A condição de validade é dupla: a sessão precisa estar instalada com a maioria absoluta dos membros, e a matéria precisa obter mais da metade dos votos dos que estão ali. Uma coisa não substitui a outra.
Uma consequência prática costuma passar despercebida: como a base é o número de presentes, o mesmo projeto pode exigir 4 votos numa sessão com 7 vereadores e 6 votos numa sessão com 11. A ausência de um adversário reduz, de fato, o número de votos necessários para aprovar — o que explica por que o controle de presença é assunto político, e não só burocrático.
Abstenção não conta como voto favorável nem contrário: ela sai do cálculo dos votos proferidos, mas o vereador segue computado na presença que instalou a sessão.
| Vereadores presentes | Maioria simples |
|---|---|
| 5 | 3 |
| 7 | 4 |
| 9 | 5 |
| 11 | 6 |
| 13 | 7 |
| 15 | 8 |
Sempre o primeiro inteiro acima da metade dos PRESENTES.

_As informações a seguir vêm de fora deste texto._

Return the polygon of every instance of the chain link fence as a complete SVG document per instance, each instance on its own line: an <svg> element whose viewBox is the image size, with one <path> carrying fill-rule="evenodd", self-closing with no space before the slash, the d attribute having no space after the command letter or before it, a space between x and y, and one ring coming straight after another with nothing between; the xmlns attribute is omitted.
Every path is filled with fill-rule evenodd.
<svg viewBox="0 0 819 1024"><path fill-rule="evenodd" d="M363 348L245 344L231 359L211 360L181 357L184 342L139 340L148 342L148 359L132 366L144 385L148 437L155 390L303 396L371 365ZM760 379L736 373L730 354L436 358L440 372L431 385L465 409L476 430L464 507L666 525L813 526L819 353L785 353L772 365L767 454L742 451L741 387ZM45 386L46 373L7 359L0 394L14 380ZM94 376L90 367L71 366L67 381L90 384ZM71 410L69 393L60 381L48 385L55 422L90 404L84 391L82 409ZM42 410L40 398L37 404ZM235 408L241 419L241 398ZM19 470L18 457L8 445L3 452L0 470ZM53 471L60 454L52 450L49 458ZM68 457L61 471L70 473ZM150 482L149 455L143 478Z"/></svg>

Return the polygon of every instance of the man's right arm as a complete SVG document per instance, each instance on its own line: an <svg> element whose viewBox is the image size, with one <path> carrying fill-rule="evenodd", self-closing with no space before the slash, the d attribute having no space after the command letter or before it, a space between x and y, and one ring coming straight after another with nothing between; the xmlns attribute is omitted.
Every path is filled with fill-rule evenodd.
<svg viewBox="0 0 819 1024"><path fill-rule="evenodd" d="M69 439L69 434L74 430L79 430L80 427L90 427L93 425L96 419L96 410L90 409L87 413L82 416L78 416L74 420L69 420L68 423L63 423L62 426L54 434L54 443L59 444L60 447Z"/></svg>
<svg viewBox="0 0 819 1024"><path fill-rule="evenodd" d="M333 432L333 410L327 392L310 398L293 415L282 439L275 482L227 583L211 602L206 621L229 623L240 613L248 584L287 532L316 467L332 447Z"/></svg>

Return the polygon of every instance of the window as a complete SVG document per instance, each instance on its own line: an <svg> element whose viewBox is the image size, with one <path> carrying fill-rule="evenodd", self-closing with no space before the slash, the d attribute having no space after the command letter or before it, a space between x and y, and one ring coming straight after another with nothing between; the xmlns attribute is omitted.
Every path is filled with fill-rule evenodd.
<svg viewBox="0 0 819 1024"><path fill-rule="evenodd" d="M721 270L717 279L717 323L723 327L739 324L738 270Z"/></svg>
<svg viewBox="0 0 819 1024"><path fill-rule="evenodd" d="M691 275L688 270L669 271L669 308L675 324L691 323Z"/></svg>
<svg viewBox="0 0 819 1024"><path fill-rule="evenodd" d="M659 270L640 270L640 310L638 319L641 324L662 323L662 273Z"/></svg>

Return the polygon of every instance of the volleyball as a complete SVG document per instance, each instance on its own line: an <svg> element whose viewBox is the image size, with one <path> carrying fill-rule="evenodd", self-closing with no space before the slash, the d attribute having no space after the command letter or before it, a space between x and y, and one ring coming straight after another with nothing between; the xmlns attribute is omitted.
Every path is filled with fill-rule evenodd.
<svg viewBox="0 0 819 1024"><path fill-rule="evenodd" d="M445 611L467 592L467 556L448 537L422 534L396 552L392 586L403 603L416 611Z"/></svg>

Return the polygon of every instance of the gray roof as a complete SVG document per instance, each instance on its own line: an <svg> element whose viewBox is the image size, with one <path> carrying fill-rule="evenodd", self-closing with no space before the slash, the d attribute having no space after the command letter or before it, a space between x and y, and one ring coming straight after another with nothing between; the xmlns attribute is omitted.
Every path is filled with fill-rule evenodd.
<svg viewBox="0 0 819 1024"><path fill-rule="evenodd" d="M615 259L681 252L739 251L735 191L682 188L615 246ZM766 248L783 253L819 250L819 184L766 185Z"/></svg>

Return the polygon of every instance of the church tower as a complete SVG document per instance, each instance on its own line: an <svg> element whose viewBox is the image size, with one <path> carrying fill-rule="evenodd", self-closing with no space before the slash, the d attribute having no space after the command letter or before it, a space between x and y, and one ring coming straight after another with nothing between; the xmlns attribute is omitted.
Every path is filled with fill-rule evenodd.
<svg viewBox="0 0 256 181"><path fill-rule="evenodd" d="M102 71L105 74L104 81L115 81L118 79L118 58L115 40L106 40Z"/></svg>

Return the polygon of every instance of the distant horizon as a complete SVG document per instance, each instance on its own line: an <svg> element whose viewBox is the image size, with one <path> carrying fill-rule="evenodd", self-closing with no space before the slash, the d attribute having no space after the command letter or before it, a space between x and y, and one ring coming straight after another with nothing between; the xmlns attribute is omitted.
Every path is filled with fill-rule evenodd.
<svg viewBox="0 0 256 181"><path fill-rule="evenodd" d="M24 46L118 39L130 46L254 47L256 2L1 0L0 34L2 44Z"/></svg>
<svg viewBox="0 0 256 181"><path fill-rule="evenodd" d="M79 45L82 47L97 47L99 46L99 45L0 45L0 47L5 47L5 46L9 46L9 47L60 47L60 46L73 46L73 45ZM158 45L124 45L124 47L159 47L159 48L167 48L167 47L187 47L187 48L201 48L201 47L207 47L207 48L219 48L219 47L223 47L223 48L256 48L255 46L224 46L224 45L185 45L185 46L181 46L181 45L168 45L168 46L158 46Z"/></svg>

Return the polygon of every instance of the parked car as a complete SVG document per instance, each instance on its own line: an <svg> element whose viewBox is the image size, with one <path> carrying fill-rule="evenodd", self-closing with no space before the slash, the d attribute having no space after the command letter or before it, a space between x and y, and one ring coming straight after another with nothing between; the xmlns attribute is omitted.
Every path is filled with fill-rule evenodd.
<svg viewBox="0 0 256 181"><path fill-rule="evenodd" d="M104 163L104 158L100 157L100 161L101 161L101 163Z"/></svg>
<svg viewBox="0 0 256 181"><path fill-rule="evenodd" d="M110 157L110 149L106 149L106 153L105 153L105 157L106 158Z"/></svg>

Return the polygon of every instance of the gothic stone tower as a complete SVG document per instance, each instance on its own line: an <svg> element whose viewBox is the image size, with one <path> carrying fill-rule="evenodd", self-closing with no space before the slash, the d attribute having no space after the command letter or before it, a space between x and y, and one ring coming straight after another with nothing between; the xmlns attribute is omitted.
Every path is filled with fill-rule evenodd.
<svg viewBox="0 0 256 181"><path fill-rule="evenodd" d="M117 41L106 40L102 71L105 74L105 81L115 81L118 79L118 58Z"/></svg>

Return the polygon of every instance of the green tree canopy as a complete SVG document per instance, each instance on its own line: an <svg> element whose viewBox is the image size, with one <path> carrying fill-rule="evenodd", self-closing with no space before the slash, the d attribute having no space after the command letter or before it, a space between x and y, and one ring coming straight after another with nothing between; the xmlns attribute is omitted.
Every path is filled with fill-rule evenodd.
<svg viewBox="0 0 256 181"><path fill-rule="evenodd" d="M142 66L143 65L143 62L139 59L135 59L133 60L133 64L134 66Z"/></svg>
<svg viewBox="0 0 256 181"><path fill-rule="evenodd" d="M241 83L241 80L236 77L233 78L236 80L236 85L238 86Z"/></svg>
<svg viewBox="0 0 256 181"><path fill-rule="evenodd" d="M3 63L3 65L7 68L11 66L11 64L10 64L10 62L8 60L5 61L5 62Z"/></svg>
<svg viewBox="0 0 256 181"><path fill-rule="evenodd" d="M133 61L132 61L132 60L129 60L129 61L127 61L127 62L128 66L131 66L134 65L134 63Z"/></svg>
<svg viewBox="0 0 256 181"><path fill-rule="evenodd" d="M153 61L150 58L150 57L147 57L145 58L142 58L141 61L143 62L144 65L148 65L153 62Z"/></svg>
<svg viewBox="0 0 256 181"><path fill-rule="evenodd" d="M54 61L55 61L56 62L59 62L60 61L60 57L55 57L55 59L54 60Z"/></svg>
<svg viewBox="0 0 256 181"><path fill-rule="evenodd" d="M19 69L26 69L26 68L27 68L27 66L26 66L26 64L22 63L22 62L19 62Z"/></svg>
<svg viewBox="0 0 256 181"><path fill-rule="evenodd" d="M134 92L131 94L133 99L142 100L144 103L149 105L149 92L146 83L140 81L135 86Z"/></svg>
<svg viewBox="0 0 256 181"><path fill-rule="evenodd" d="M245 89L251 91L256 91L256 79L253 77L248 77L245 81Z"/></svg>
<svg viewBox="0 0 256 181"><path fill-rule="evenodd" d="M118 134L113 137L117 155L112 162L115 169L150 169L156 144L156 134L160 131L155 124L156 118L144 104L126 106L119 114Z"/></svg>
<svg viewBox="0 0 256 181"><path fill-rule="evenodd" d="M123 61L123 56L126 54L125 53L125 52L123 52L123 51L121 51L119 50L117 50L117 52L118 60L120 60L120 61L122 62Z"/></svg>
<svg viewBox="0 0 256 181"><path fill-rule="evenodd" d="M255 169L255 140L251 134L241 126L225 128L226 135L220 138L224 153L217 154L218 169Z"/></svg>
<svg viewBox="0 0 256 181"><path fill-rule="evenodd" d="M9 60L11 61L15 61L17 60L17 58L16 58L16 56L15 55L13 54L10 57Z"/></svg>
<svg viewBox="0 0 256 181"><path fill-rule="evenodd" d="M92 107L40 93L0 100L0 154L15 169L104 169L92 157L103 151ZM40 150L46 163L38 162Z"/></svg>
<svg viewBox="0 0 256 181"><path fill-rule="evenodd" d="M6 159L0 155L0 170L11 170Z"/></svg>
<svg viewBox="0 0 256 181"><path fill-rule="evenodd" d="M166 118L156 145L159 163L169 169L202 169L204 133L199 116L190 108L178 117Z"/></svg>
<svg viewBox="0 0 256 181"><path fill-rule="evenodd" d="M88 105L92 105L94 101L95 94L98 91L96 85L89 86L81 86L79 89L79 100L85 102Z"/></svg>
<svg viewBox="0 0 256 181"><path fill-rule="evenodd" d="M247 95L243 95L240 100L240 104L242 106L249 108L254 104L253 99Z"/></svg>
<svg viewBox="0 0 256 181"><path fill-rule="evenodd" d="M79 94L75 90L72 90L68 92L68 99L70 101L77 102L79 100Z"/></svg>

Constituição Federal, art. 47 (por simetria); Lei Orgânica Municipal; Regimento Interno.
Câmara de 11 vereadores, sessão instalada com 7 presentes. Um projeto comum é aprovado com 4 votos favoráveis — mais da metade dos presentes.
Sobre os presentes — desde que a sessão esteja instalada com a maioria absoluta dos membros da Casa. São duas exigências cumulativas, não alternativas.
Não. A abstenção sai do cálculo dos votos proferidos; o vereador segue computado na presença que instalou a sessão, mas o voto dele não entra em nenhum dos lados.
Pelo Regimento Interno de cada Casa. A solução mais comum é o voto de qualidade (minerva) do Presidente, mas há regimentos que preveem nova votação ou consideram a matéria rejeitada.